A four-year-old boy from Wassa Ayim in the Western Region was thirsty. He picked up a familiar bottled water container and drank from it – unaware that inside was not water, but mercury.
His parents, like many others in illegal mining communities, had been using the toxic chemical for gold extraction and had stored it in a used plastic bottle at home.

The next morning, the boy’s mother noticed something alarming: tiny metallic beads in his stool. She rushed him to a nearby clinic. There, he was treated with intravenous fluids, given activated charcoal, and sent for an X-ray.
Consultant Infectious Diseases Paediatrician, Professor Anthony Kwame Enimil, shared this harrowing case at the National NGO Forum 2025 held at the University of Ghana.
According to Prof. Enimil, the X-ray showed mercury pellets distributed along the boy’s intestines and rectum.

“This child thought he was drinking water,” Prof. Enimil told the audience. “To children, a bottle labelled Voltic means safe. But in these communities, that same bottle may contain mercury – colourless, odourless, and deadly,” Prof. Enimil said.
The boy, referred to as RM, survived. But for Prof. Enimil and his team, the story reveals a much deeper crisis in illegal mining communities.
“We managed to save this child but we don’t know what the future holds.
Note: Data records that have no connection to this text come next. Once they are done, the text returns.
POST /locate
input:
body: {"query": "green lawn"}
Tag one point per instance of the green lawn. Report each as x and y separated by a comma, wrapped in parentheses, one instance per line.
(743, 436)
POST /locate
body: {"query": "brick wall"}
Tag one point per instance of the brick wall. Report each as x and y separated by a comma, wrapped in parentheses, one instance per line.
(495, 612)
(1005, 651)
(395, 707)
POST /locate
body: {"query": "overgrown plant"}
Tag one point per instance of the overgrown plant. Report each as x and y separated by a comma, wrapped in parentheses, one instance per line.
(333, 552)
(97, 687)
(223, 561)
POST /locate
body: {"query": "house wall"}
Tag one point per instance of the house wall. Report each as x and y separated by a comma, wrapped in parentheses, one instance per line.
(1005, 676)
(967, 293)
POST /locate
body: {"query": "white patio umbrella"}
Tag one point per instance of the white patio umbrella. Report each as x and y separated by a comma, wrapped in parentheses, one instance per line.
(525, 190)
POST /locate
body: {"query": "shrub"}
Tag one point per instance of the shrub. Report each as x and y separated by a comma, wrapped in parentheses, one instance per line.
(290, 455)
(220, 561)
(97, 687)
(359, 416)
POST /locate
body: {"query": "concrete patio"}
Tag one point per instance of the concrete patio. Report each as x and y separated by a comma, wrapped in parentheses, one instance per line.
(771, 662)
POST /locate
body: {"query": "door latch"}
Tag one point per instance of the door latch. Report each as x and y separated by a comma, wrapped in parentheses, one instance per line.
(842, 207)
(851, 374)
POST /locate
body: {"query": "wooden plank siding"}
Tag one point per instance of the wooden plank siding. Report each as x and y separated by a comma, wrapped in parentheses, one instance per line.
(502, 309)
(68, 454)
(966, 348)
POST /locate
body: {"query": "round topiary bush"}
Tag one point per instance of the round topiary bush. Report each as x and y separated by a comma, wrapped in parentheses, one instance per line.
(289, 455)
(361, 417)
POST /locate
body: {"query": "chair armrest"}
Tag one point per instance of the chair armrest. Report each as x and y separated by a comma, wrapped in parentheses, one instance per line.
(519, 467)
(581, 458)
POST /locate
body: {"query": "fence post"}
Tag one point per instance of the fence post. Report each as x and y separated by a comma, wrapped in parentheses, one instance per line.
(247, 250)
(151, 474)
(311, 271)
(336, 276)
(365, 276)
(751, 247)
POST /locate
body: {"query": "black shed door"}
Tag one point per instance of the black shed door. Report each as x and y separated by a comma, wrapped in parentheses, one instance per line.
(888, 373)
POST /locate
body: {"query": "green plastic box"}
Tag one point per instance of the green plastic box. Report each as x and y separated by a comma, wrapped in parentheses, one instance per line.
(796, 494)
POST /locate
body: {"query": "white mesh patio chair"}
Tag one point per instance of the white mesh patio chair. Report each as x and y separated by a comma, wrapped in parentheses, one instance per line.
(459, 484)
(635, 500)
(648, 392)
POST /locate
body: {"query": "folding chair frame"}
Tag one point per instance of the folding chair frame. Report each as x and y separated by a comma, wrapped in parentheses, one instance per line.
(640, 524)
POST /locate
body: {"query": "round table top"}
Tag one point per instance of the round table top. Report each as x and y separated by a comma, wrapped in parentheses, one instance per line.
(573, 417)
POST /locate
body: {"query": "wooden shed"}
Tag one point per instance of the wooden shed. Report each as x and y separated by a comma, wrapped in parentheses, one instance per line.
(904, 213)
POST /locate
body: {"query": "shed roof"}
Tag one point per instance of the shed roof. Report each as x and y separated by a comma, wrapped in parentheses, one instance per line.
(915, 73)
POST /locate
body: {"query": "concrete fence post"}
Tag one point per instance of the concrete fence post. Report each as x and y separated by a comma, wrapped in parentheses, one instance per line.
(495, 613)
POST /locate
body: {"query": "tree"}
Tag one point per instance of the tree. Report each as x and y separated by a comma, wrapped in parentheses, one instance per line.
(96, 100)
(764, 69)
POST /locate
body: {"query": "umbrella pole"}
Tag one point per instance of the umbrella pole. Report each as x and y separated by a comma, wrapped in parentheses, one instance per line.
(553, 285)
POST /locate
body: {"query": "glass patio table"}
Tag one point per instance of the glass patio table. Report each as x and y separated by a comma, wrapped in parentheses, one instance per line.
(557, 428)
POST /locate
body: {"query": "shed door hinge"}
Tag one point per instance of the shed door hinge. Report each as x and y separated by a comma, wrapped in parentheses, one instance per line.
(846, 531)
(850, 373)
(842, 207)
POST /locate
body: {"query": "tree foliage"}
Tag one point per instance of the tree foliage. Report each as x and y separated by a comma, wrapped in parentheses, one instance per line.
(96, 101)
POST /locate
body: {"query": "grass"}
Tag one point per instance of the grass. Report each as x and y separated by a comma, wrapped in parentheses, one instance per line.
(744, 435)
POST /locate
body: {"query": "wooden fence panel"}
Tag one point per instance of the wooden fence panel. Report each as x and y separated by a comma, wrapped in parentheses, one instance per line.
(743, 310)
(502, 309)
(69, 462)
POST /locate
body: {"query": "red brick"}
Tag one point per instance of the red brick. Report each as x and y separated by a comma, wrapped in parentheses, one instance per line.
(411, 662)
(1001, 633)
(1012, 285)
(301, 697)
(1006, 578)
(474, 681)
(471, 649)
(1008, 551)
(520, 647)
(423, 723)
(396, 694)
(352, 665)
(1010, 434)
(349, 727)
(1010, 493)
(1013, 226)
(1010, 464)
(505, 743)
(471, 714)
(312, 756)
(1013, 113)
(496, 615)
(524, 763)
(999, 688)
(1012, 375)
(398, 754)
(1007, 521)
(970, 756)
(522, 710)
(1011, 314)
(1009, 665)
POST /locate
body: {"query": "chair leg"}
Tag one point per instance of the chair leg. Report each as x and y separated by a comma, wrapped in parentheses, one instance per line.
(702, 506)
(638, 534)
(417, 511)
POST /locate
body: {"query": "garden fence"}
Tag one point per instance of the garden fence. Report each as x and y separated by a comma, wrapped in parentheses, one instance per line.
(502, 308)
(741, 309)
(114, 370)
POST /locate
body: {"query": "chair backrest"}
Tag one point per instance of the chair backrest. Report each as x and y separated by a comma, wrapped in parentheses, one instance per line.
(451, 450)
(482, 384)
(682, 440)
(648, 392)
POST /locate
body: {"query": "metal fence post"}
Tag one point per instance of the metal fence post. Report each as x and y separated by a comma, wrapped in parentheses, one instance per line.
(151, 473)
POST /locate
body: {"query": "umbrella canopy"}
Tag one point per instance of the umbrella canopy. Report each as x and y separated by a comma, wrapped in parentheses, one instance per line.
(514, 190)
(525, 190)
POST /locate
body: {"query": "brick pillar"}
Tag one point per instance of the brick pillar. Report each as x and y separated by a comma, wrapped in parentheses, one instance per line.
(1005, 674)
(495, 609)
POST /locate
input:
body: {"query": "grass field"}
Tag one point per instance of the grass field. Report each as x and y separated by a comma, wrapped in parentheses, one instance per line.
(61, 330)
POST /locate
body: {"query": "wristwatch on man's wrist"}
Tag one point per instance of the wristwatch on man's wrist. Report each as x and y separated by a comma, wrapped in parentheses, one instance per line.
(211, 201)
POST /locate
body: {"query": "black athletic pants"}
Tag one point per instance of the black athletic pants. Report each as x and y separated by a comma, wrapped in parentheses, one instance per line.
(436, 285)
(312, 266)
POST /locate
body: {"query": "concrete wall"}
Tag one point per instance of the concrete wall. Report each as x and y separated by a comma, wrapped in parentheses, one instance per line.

Mercury’s impact is not always immediate – some of the damage will only show in years to come. We’re talking about potential neurological deficits, developmental delays, and kidney failure,” he added.

Prof. Enimil added that many children in illegal mining communities are chronically exposed to mercury through contaminated water, inhaled vapours, and skin contact often without anyone noticing.
“We see children with tremors, poor concentration, memory lapses and many times, we don’t connect the dots,” he explained. “But mercury is quietly destroying lives. And worse, it’s happening at home, right under their parents’ noses,” the paediatrician indicated.
He urged for urgent national screening and monitoring programmes in galamsey-affected communities, as well as strict control of mercury use.

The forum painted a grim picture of life in galamsey-prone regions. Beyond child labour, children face environmental poisoning, malnutrition, school dropout, psychological trauma, and exploitation.
The forum under the theme “The Poisoned Playground: Ending Child Labour in Galamsey,” brought together stakeholders from government, child rights organisations, health professionals and community leaders.

The lead organiser, OAfrica, is calling for urgent national attention to the plight of children in illegal mining areas – places where school is often abandoned for hard labour, and homes are contaminated with dangerous chemicals like mercury and cyanide.
Stakeholders at the event called for the enforcement of child protection laws, stronger regulation of mining operations, community-based rehabilitation programmes, alternative livelihood support for parents and health education and awareness campaigns.